Meine ersten Erfahrungen mit einem Flipchart machte ich vor mehr als 30 Jahren, gegen Mitte / Ende der 80er Jahre. Damals studierte ich Erziehungswissenschaften mit dem Schwerpunkt Sozialpädagogik an der Technischen Universtität Berlin. Eine der wichtigsten Veranstaltungen, an die ich mich bis heute erinnere, war das Diplomanden-Kolloquium bei C.W. Müller. Wir trafen uns während des Semesters immer dienstags vormittags in seinem Büro, es war ziemlich eng. Am Fenster stand sein Schreibtisch, die Wände waren voller Bücherregale. Dazwischen ein langer, schmaler Tisch. Wenn alle ihren Kaffee hatten – C.W. kochte für uns immer Filterkaffee, stellte Milch und Zucker auf den Tisch – ging es los. Reihum hatten wir Studierende die Aufgabe, den anderen unsere Diplomarbeitsidee vorzustellen. Das wurde dann ausgiebig in der Gruppe diskutiert. C.W. ließ uns erstmal erzählen, stellte Verständnisfragen, griff selten in die Diskussion ein.
Das Hauptproblem auf diesen Sitzungen war – so meine Erinnerungen – daß die meisten Arbeiten interessegeleitet waren. Wir hatten alle irgendwo entsprechend unserer Wünsche und Vorlieben in einer Einrichtung der Sozialen Arbeit ein Praktikum absolviert, wir fanden diese Einrichtung gut und wollten darüber unsere Arbeit schreiben.
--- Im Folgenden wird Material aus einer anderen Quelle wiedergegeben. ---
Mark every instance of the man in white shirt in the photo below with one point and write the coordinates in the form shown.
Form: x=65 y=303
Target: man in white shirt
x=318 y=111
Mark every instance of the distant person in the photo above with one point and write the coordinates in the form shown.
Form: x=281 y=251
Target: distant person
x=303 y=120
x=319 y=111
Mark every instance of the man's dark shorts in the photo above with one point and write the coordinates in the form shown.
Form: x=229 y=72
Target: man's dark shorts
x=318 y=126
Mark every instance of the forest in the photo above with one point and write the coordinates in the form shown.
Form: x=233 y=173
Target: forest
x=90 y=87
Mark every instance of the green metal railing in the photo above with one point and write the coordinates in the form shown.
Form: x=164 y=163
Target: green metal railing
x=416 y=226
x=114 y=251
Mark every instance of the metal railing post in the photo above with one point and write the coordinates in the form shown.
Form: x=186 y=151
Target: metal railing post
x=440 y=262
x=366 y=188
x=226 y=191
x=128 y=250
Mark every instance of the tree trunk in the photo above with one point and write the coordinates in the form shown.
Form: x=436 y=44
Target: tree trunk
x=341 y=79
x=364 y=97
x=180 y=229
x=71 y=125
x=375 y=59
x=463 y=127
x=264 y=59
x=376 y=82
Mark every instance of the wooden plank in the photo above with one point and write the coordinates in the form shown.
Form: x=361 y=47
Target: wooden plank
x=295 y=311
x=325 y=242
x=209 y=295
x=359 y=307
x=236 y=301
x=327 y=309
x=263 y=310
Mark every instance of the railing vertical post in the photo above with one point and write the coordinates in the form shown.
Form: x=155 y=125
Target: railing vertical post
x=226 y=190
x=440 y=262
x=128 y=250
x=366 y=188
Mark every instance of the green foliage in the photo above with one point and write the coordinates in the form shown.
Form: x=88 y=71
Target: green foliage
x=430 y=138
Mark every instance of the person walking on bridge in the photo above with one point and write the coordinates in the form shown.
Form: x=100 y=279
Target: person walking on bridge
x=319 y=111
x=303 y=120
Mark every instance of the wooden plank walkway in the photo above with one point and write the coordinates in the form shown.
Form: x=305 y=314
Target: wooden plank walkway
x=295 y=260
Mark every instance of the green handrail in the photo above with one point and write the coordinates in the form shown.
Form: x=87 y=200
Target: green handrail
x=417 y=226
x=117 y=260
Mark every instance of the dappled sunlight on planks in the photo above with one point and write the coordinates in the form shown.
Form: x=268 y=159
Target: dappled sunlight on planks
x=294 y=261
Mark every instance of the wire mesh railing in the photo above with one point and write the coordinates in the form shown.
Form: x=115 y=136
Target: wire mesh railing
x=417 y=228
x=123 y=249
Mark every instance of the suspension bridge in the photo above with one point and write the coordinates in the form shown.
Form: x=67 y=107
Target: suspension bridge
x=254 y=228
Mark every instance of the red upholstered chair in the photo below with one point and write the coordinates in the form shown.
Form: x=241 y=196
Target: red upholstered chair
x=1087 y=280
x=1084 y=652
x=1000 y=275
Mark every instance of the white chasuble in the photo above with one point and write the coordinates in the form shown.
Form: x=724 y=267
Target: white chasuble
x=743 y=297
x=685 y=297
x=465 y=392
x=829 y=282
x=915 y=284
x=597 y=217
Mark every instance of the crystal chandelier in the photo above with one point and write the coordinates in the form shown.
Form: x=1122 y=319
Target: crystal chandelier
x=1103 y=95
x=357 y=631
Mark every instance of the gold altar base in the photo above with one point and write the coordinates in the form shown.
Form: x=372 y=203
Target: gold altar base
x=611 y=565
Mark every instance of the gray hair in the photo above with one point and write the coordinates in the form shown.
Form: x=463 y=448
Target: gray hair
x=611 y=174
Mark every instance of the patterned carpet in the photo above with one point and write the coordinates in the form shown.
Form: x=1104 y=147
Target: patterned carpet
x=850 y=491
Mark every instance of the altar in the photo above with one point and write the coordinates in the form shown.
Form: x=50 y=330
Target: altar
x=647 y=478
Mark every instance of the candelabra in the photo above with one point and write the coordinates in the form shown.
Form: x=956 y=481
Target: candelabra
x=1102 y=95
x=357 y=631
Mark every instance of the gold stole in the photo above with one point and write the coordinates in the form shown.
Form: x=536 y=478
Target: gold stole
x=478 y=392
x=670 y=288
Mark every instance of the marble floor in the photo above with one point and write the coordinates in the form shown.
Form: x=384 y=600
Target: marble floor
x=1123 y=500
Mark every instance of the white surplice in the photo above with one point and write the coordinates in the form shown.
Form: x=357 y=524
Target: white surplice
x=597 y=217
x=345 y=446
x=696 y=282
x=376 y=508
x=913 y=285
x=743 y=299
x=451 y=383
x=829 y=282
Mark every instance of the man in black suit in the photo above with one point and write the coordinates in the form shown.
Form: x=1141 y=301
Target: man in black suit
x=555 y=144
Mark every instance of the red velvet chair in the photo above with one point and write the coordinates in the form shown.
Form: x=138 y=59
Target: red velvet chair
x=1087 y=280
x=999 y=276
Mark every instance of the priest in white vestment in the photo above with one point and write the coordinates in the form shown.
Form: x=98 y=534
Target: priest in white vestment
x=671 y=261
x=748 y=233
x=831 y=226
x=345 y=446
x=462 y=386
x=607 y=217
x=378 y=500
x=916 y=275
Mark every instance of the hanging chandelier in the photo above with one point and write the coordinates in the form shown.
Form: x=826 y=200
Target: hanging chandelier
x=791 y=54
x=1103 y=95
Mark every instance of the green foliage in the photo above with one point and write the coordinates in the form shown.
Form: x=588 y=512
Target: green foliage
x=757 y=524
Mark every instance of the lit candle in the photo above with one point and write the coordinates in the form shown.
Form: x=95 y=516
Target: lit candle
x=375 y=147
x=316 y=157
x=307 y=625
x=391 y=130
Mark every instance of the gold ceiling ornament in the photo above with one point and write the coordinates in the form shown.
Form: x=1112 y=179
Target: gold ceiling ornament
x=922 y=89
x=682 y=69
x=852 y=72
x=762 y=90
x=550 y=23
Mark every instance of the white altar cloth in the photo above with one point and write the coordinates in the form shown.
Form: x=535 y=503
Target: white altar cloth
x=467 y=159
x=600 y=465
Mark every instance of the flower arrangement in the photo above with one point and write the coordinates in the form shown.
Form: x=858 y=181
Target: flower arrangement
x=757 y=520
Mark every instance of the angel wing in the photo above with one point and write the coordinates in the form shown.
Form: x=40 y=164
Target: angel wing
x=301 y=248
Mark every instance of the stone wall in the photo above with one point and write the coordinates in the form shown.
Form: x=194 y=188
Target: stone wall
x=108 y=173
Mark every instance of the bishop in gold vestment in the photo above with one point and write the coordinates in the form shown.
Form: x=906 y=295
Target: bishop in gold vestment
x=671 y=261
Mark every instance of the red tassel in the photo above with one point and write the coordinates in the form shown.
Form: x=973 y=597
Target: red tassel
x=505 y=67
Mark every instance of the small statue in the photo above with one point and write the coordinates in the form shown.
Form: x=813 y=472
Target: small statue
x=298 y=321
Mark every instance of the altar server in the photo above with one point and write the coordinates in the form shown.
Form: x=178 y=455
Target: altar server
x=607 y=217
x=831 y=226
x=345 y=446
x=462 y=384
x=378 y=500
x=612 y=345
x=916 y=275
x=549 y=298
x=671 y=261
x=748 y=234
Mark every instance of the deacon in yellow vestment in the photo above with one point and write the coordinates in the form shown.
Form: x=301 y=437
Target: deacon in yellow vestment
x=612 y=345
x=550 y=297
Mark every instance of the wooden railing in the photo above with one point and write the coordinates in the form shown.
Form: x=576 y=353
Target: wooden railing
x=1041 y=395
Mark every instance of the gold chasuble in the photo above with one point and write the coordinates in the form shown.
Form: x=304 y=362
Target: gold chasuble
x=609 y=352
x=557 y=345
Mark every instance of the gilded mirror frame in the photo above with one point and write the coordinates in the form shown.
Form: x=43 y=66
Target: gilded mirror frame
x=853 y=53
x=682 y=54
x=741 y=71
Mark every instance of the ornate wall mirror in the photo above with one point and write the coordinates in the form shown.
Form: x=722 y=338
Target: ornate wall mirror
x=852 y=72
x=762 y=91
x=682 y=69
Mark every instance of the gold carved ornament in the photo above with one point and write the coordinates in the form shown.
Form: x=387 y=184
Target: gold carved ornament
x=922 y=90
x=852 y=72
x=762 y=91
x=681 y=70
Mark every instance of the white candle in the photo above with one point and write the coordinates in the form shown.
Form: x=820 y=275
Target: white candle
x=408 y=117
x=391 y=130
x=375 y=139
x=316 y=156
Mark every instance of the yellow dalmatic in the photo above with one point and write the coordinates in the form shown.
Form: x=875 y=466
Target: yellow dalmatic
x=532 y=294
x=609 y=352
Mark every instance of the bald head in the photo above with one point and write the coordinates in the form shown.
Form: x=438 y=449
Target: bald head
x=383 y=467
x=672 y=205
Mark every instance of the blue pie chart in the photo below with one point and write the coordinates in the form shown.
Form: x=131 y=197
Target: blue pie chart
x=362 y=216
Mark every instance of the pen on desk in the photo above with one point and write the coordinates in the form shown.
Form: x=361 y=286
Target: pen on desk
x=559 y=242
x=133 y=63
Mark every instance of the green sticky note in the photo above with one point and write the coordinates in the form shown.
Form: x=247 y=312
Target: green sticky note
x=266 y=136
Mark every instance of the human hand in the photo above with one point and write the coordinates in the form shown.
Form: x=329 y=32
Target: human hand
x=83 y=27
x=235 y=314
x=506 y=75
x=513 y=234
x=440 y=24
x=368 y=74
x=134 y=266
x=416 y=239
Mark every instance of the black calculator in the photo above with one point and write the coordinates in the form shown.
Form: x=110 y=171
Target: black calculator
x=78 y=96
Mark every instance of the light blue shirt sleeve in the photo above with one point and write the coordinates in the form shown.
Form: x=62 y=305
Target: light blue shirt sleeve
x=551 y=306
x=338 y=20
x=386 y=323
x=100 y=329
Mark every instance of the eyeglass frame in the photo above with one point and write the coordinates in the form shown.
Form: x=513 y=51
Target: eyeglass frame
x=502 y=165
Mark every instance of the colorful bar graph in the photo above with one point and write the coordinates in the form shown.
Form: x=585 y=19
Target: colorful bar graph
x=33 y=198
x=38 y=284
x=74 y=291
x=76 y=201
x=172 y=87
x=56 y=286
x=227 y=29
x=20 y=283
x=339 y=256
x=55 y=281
Unsere Diskussionen kreisten regelmässig um die Frage, um was genau es in dieser Arbeit dann gehen sollte. Meistens an dieser Stelle griff C.W. ein. Er griff sich einen Filzer, ging zum Flipchart und schrieb eine Überschrift: „Stadtteilarbeit in Schöneberg“ oder „Karate in der Sozialen Arbeit mit Jugendlichen“ oder „Suchtberatung bei Heroinabhängigen“ … was eben das Thema war. Und dann folgte in der Regel eine messerscharfe Frage: „Was genau ist denn das Problem?“ So entwickelten wir Stück für Stück anhand konkreter Fragestellungen das übliche Instrumentarium des wissenschaftlichen Arbeitens. Problem – Stand der Forschung – Hypothese – Methodologie – Untersuchung – Ergebnisse – Bewertung.
Am Ende des Kolloquiums riss C.W. das vollgeschriebene Papier vom Flipchart und überreichte es dem Studierenden mit dem Satz: „Hier, schenke ich Dir!“ Meistens enthielt dieses Papier eine von uns allen gemeinsam erarbeitete fertige Grobstruktur der geplanten Diplomarbeit und wer sich mehr oder weniger daran hielt, musste sich um seine Diplomarbeit keine großen Sorgen mehr machen. Mit selbst ging es nicht viel anders.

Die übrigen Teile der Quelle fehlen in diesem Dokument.